Bericht zur Kundgebung für ein soziales, gerechtes und solidarisches Stuttgart

Knapp 100 Menschen folgten dem Aufruf der Initiative für ein Sozialforum in Stuttgart zur Kundgebung in Cannstatt für ein soziales, gerechtes und solidarisches Stuttgart.

Die Kundgebung richtete sich gegen die Politik des sozialen Kahlschlags, die sich überall zunehmend bemerkbar macht:

  • die sich zuspitzende Wohnungsnot mit ständig steigenden Mieten,
  • die Kosten des ÖPNV,
  • die öffentliche Daseinsvorsorge, die zunehmend unter Kürzungen und Ausrichtung auf Profit leidet – nicht umsonst wird vom Pflegenotstand und der Kitastrophe gesprochen,
  • sowie steigende Lebenshaltungskosten – allen voran im Energiesektor.

Und während es an allen Ecken an Budget für dringend benötigte Projekte wie Schulsanierungen, Kitas, Pflegeeinrichtungen und soziale Angebote mangelt, werden beträchtliche Summen für Luxusausgaben ausgegeben.

Dies wurde auch in den Reden thematisiert.

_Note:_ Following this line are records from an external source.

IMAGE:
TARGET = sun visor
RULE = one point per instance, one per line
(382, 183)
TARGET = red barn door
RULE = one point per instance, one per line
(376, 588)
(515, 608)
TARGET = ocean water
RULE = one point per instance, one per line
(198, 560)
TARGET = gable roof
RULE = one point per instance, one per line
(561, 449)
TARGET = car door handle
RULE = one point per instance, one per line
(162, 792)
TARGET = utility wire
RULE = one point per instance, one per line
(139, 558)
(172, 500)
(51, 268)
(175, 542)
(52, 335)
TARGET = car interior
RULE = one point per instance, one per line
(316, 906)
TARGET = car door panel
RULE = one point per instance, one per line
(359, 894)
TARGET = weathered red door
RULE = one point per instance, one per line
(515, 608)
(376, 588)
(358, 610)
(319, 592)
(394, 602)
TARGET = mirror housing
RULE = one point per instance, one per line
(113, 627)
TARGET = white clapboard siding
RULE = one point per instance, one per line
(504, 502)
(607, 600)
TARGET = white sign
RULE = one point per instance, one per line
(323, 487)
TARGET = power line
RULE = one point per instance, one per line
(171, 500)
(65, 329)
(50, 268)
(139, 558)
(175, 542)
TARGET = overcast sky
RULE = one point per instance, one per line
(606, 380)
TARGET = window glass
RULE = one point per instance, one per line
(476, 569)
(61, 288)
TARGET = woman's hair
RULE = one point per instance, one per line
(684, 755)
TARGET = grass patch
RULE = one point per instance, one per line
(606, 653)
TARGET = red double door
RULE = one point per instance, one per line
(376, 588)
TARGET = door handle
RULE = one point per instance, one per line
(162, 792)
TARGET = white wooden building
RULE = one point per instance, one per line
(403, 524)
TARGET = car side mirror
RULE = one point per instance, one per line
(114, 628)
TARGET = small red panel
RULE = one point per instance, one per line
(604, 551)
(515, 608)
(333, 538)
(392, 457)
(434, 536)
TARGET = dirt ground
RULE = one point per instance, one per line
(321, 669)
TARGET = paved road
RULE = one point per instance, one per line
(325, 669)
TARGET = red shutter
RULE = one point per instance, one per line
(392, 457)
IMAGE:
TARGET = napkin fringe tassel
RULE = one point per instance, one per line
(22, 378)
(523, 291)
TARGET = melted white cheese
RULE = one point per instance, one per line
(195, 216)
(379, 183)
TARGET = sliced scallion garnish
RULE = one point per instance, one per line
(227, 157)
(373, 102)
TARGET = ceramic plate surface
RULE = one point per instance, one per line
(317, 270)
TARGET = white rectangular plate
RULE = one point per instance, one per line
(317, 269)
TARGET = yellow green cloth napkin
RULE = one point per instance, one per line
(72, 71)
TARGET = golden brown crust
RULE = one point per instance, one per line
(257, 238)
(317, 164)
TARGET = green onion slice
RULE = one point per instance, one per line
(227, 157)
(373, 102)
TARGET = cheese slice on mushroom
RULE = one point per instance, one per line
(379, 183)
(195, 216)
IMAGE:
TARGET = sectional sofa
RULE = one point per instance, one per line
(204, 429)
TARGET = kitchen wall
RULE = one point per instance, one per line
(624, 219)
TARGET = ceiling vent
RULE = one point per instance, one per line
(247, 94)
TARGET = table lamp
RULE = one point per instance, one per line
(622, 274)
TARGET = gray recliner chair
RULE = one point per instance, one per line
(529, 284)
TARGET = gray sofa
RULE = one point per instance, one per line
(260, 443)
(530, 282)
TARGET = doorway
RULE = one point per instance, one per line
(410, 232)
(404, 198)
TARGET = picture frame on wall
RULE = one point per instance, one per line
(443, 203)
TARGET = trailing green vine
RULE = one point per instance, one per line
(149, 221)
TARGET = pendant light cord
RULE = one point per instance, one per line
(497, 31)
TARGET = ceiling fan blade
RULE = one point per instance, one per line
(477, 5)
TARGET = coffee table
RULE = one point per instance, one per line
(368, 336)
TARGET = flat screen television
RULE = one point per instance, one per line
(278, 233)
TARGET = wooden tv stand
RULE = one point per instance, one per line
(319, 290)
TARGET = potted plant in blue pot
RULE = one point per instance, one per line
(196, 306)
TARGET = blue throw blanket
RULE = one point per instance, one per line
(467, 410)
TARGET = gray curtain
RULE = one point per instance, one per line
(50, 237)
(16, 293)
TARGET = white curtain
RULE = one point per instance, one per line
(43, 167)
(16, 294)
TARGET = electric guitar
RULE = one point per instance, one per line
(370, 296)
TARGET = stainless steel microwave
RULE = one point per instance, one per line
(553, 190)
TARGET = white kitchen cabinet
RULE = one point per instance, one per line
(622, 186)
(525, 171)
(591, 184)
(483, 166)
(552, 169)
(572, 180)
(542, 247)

So ging Dr. Michael Wenzler auf das Thema Armut ein, thematisierte was ein Sozialstaat eigentlich zu leisten hätte und plädierte für Solidarität statt soziale Spaltung. Sozial Radikal Gegens Kapital schlug die Brücke von der Politik der sozialen Kahlschlags zur bald stattfindenden Europameisterschaft für die im Vorfeld nichts zu teuer war, während Kürzungen im sozialen Bereich beinahe an der Tagesordnung sind. Eine Rednerin von Fridays for future machte die Notwendigkeit die soziale und die ökologische Frage zusammen zu denken am Beispiel der „Wir fahren zusammen“-Kampagne auf, in der Bedienstete des ÖPNV zusammen mit Klimaaktivist*innen auf die Straße gingen. Das Frauenkollektiv Stuttgart thematisierte die öffentliche Daseinsvorsorge am Beispiel der Familie. Die Rednerin der Mieterinitativen Stuttgart zeigte deutlich auf mit welchen Mitteln Vermieter*innen arbeiten, um möglichst viel Profit herauszuschlagen und verdeutlichte: Widerstand und Organisierung lohnt sich.

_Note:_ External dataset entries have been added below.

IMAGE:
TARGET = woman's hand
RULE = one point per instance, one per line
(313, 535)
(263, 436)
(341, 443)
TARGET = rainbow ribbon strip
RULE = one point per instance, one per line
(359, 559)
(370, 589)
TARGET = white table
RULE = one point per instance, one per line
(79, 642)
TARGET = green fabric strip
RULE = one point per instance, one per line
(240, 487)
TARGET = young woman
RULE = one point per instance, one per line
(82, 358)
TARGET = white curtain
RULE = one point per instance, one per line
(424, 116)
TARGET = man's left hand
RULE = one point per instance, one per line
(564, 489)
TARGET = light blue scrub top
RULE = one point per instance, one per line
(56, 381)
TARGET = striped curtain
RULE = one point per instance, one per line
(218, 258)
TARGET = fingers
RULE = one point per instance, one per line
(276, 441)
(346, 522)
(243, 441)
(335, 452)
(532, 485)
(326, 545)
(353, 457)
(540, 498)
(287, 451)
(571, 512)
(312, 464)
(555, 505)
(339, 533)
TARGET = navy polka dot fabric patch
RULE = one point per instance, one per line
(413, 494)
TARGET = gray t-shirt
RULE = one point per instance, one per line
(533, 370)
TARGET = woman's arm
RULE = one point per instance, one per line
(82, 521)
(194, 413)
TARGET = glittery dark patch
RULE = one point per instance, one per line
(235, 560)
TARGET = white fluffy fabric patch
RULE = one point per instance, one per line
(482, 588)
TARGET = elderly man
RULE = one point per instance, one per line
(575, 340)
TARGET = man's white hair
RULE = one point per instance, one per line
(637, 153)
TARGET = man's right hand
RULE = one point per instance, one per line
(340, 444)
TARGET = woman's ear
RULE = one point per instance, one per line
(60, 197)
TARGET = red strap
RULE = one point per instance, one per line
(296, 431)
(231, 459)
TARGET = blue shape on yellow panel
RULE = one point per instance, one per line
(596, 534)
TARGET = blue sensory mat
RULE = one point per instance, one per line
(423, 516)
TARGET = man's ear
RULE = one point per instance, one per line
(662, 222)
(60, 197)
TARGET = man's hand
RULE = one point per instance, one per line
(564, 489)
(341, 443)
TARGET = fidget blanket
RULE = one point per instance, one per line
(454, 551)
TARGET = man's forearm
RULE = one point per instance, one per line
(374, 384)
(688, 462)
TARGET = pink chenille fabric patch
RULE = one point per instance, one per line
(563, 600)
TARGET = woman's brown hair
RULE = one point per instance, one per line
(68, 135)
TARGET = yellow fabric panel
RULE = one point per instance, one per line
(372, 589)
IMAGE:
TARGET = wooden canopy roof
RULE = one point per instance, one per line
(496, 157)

Für die musikalischen Beiträge sorgte die Band Shit out of Luck.

Fazit

Die Kundgebung zeigte auf, dass es richtig und notwendig ist die Themen gemeinsam zu betrachten, wenn wir das Ziel haben ein soziales, gerechtes und solidarisches Stuttgart zu erstreiten. Und so stellte die Kundgebung im Vorfeld der Kommunalwahlen einen kleinen, aber wichtigen Schritt dar, um der Forderung Ausdruck zu verleihen: „Die Stadt gehört uns allen!“

Kurz erwähnt werden muss, dass die Stadt kurzfristig den Kundgebungsort vom Wilhelmsplatz zum Cannstatter Carré verlegen ließ, da die Polizei Stuttgart die Nutzung des Wilhelmsplatzes auf Grund von Sicherheitsbedenken untersagt hatte.


Reden

Rede von Dr. Michael Wenzler – Armut und soziale Spaltung

Liebe Freundinnen, liebe Freunde, liebe Mitmenschen,

ich bin gebeten worden, auf dieser Kundgebung zum Thema „Armut
und soziale Spaltung“ zu sprechen.

Als ich von eurer Veranstaltung und der Einladung erfahren habe, habe ich mich sehr gefreut. Mir war sofort klar, dass ich kommen und zu und mit euch sprechen möchte. Denn auch wenn die Nachrichten voll sind von schlechten Neuigkeiten, erlebe ich doch, dass mehr und mehr Menschen erkennen, was die eigentliche Ursache der großen gesellschaftlichen Unzufriedenheit ist, die uns heute in Deutschland überall begegnet.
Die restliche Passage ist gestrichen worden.